Le coup d’Etat militaire en Birmanie ne marque pas seulement la défaite politique d’Aung San Suu Kyi, nettement victorieuse lors des dernières élections législatives du 8 novembre.

Il témoigne de l’impuissance démocratique dans un pays contrôlé depuis des décennies par une armée résolue à ne pas lâcher prise. Surtout lorsque la situation sanitaire lui permet de tout verrouiller

L’icône a donc chuté face aux fusils.

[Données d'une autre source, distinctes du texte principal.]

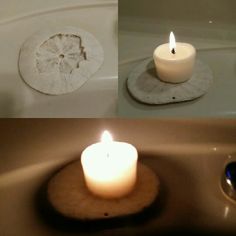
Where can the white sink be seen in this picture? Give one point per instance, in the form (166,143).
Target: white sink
(188,155)
(96,98)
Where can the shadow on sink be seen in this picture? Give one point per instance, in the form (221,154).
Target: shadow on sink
(175,211)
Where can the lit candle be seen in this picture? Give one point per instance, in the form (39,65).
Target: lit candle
(174,61)
(109,167)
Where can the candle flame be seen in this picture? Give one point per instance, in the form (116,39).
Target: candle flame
(172,43)
(106,137)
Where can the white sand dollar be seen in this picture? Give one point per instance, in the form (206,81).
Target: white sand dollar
(59,60)
(68,194)
(145,87)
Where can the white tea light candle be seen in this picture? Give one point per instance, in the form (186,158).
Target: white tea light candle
(109,167)
(174,61)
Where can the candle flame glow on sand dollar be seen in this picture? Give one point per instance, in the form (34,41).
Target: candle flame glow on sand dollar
(172,43)
(109,167)
(174,61)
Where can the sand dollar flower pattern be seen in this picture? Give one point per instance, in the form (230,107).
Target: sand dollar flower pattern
(61,53)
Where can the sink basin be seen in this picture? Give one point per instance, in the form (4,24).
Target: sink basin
(189,157)
(96,98)
(211,31)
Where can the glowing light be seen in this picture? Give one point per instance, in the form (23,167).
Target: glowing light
(172,43)
(106,137)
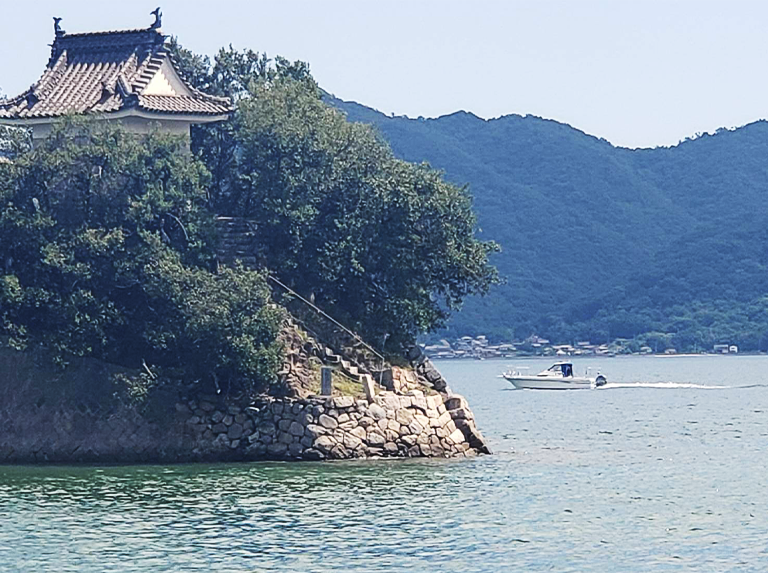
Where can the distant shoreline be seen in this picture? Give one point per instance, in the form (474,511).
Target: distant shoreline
(597,357)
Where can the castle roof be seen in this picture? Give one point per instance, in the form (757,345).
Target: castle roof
(124,72)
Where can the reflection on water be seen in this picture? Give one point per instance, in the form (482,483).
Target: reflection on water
(634,478)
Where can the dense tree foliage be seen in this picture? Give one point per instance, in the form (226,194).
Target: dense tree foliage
(602,242)
(107,251)
(386,246)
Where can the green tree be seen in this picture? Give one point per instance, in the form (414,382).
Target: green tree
(386,246)
(107,247)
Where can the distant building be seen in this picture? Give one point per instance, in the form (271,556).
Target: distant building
(126,76)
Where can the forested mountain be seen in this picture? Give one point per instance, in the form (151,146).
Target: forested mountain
(600,242)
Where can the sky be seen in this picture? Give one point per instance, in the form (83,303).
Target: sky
(639,73)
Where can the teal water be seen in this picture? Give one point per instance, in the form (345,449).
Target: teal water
(662,470)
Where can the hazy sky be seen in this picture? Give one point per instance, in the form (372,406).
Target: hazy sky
(639,73)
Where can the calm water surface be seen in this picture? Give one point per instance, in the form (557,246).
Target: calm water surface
(663,470)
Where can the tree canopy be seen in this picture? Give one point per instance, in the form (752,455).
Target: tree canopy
(386,246)
(108,240)
(107,252)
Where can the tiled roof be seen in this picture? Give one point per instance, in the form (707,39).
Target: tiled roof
(105,72)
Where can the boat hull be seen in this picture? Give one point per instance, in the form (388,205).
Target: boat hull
(550,383)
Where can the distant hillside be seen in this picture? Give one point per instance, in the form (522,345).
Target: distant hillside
(602,242)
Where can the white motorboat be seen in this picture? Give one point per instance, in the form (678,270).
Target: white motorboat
(559,376)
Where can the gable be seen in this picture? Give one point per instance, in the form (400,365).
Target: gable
(166,82)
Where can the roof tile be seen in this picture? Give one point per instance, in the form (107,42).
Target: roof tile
(105,72)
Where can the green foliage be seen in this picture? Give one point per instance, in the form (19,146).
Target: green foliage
(385,246)
(106,246)
(602,242)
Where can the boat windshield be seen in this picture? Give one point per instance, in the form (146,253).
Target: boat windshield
(565,370)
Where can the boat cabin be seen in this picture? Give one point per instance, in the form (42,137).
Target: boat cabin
(128,76)
(564,369)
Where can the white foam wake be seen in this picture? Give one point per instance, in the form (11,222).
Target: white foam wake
(661,385)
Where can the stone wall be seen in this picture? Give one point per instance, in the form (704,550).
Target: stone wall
(50,415)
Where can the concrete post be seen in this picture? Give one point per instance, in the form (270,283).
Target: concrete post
(326,381)
(368,388)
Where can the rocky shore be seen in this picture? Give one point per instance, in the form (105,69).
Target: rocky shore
(72,416)
(341,427)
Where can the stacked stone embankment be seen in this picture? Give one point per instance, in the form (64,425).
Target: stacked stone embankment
(341,427)
(72,416)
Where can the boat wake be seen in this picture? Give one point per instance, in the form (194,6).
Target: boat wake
(662,386)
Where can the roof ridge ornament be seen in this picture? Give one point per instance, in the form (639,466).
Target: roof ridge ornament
(57,27)
(158,14)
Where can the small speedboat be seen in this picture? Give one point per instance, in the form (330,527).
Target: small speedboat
(559,376)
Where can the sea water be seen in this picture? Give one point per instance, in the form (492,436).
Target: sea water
(664,469)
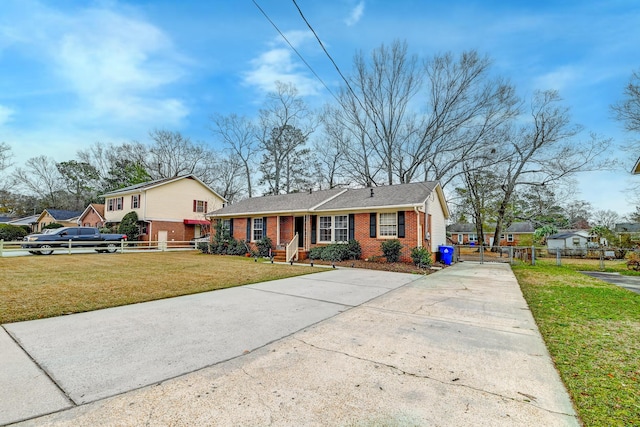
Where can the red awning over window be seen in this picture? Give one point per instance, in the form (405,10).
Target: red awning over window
(196,222)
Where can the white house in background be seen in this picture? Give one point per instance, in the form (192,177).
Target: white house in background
(569,243)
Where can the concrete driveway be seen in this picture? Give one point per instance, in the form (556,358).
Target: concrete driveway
(342,347)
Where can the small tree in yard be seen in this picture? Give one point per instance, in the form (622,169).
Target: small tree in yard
(421,256)
(129,226)
(541,234)
(391,250)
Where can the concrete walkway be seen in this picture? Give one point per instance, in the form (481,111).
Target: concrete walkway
(458,347)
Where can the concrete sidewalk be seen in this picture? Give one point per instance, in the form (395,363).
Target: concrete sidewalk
(458,347)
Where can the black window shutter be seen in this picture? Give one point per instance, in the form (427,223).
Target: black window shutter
(372,225)
(401,224)
(352,227)
(313,229)
(264,226)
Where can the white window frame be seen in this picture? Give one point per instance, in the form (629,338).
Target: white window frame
(388,230)
(255,229)
(328,230)
(325,229)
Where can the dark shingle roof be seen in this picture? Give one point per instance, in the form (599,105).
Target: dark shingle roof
(461,227)
(520,227)
(561,236)
(402,195)
(293,202)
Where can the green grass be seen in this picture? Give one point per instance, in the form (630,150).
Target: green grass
(592,330)
(45,286)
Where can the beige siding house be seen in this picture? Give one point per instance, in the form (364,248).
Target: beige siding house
(169,210)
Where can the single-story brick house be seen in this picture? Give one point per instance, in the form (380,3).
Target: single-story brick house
(413,213)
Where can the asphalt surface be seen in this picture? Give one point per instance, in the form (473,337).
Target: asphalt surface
(341,347)
(631,283)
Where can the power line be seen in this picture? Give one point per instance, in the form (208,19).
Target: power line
(294,49)
(329,56)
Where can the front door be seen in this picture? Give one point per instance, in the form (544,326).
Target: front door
(299,228)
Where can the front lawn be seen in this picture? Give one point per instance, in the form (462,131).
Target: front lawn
(592,330)
(45,286)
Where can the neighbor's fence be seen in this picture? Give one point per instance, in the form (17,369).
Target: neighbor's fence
(14,248)
(529,254)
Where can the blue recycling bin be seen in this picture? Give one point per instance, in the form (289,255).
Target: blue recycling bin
(446,254)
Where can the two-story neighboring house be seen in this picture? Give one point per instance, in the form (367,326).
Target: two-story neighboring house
(413,213)
(169,210)
(58,216)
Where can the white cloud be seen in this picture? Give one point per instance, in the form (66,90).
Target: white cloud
(280,63)
(355,15)
(117,67)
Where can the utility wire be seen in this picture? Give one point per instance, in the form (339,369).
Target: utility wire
(294,49)
(329,56)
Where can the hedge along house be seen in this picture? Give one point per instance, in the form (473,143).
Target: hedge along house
(413,213)
(169,210)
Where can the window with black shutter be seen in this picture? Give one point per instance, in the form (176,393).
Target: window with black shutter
(352,227)
(313,228)
(372,225)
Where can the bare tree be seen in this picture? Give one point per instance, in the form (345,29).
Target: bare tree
(238,135)
(627,110)
(466,111)
(229,178)
(606,218)
(544,152)
(5,163)
(347,127)
(40,176)
(80,180)
(5,156)
(422,121)
(285,126)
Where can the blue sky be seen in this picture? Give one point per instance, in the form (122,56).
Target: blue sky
(76,72)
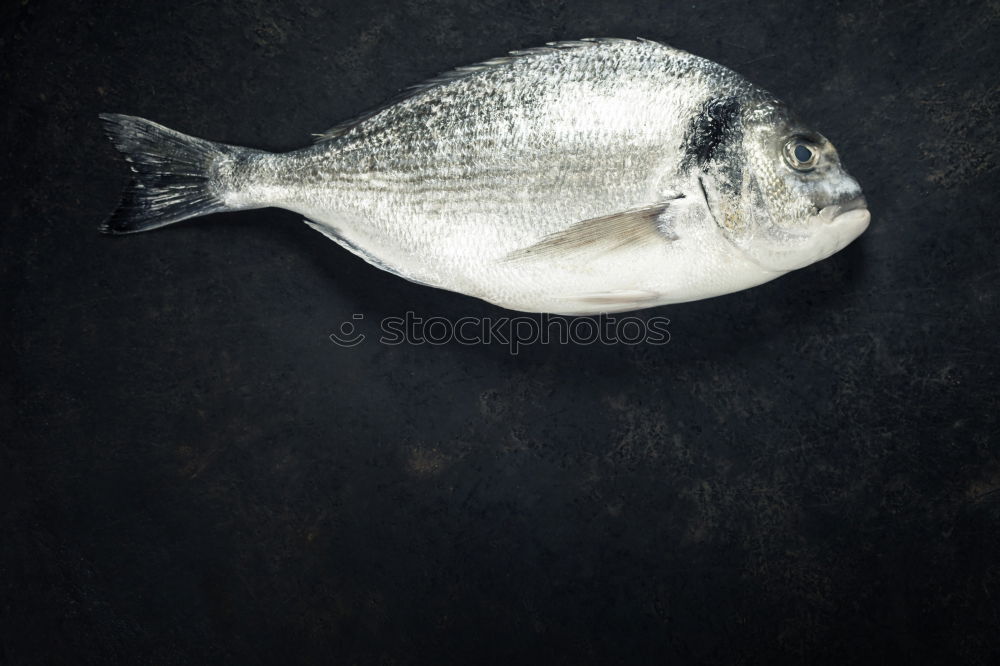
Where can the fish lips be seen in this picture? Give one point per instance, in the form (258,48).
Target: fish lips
(852,213)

Prix Nobel de la paix 1991, égérie de la démocratie en Asie, symbole d’une résistance sans faille à l’oppression et à nouveau victorieuse dans les urnes à l’issue des législatives du 8 novembre en Birmanie, Aung San Suu Kyi n’aura pas réussi à imposer sa loi aux chefs de la Tatmadaw, la toute-puissante armée fondée en 1947 par son père, Aung San.

Arrêtée lundi à l’aube, impuissante face aux généraux unis pour reprendre l’intégralité du pouvoir et des leviers économiques, celle que le parlement birman élu s’apprêtait à reconduire dans ses fonctions de «conseillère d’Etat» (cheffe de facto de l’exécutif) se retrouve une fois de plus seule avec son peuple. Plus populaire que jamais, mais confrontée à l’échec de la démocratisation tentée depuis 2015, dans un pays où l’Etat est de longue date façonné par les hommes en uniforme, sous couvert de sauvegarde de la nation et de défense des «Birmans» contre les minorités ethniques.

En raison de la pandémie, la démocratie mise au cachot

Le fait que ce spectacle de généraux triomphants se déroule à Naypyidaw – la capitale birmane sortie de la jungle et située loin de Rangoun où demeurent la plupart des ambassadeurs occidentaux – et la controverse suscitée par les compromissions d’Aung San Suu Kyi face à la tragédie des Rohingyas ne doivent pas nous conduire à minimiser l’importance de ce putsch. C’est l’aspiration démocratique et pacifique de tout un peuple qui, en quelques heures, vient d’être mise au cachot. Cela alors qu’en Thaïlande voisine, d’autres généraux, très liés à leurs homologues birmans, dominent un gouvernement ligoté par une Constitution taillée sur mesure. Et qu’au Vietnam, le 13e congrès du Parti communiste s’est achevé hier par un discours de fermeté, «à la chinoise», sans place aucune pour toute forme de dissidence, de contestation ou de liberté de la presse.

Le constat en provenance de l’Union de Myanmar, le nom officiel de la Birmanie, est donc plus qu’amer. Il prouve combien, en cette période de pandémie, le verrouillage sanitaire et la fermeture des frontières adoptés en Asie du Sud-Est depuis le début de 2020 sont profitables à tous ceux que les urnes dérangent. Pas de journalistes étrangers sur place. Une population dissuadée de manifester par la peur du virus et de la répression. Des démocraties occidentales plus spectatrices que jamais. Le message venu de Rangoun, où l’état d’urgence a été aussitôt prolongé pour un an, nous concerne tous.